TALLAHASSEE, Fla. (WFLA) — It wasn’t clear how the nearly 50 migrants that Gov. DeSantis sent to Martha’s Vineyard would gain citizenship in the US. This led to several lawsuits and ultimately the decision by a Texas sheriff to designate the migrants as victims of a crime.

The move led Bexar County Sheriff Javier Salazar to open an investigation into the flights.

Most recently He said in a statement, “Based upon the claims of migrants being transported from Bexar County under false pretenses, we are investigating this case as possible unlawful restraint (Tx Penal Code 20.02).
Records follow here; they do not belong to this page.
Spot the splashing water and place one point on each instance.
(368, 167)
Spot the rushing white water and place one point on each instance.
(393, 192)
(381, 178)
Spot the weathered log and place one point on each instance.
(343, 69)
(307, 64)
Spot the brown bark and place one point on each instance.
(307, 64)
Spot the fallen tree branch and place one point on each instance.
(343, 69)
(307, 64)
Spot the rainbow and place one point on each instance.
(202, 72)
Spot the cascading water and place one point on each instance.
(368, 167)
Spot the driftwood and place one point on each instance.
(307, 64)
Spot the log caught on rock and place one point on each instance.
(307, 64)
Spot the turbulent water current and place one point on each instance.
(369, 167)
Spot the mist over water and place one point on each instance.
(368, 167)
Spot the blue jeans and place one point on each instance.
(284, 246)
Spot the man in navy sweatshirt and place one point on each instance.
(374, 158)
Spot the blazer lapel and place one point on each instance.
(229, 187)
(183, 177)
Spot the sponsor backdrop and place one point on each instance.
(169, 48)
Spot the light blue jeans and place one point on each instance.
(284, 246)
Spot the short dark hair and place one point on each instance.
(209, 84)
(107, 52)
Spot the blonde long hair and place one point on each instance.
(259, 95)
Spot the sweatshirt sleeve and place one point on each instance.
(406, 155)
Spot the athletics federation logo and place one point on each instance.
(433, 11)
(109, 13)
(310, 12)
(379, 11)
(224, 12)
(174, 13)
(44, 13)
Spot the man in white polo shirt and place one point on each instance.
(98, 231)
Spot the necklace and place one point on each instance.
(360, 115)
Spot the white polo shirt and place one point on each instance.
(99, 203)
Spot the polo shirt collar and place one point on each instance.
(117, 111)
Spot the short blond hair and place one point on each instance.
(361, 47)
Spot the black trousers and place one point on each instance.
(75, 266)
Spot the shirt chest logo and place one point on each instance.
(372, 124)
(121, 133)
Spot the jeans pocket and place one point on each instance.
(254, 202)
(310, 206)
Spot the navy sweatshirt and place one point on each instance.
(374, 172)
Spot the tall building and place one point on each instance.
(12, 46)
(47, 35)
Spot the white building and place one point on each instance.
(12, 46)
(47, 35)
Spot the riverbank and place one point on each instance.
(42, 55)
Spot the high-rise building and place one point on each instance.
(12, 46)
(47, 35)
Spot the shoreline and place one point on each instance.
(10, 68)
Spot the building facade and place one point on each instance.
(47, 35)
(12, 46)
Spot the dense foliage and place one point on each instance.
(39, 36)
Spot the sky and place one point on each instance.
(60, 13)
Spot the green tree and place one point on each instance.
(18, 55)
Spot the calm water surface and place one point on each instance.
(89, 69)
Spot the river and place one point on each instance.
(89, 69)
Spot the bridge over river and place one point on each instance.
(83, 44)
We have suspects identified, however at this point in the investigation, we are not at liberty to release those names publicly or confirm any identities.”

The sheriff noted only those who were physically in his jurisdiction at the time of the offense are considered suspects.

“We have submitted documentation through the federal system to ensure the migrants’ availability as witnesses during the investigation,” he added. “We are actively working with the Bexar County District Attorney’s Office and the attorneys representing the migrants. The investigation remains ongoing and we will release any updates as available.”

Despite the unclear path forward, they may now be able to apply for a “U” visa. This was made possible after Salazar signed off that the migrants cooperated with the investigation.

That special “U” visa is designated for victims or witnesses of a crime on US soil.

The activist group at the center of the class-action lawsuit Alianza Americas associate director for programs Helena Olea said, “When a person has been a victim of a crime, there is the possibility to request a U Visa and one of the requirements of the U visa is that the attorney or the sheriff who’s behind the investigation certifies that a crime was actually committed and that person needs protection.”

In addition to this investigation, the treasury department announced Wednesday they have also opened an investigation into whether the governor misused funds to pay for the flights.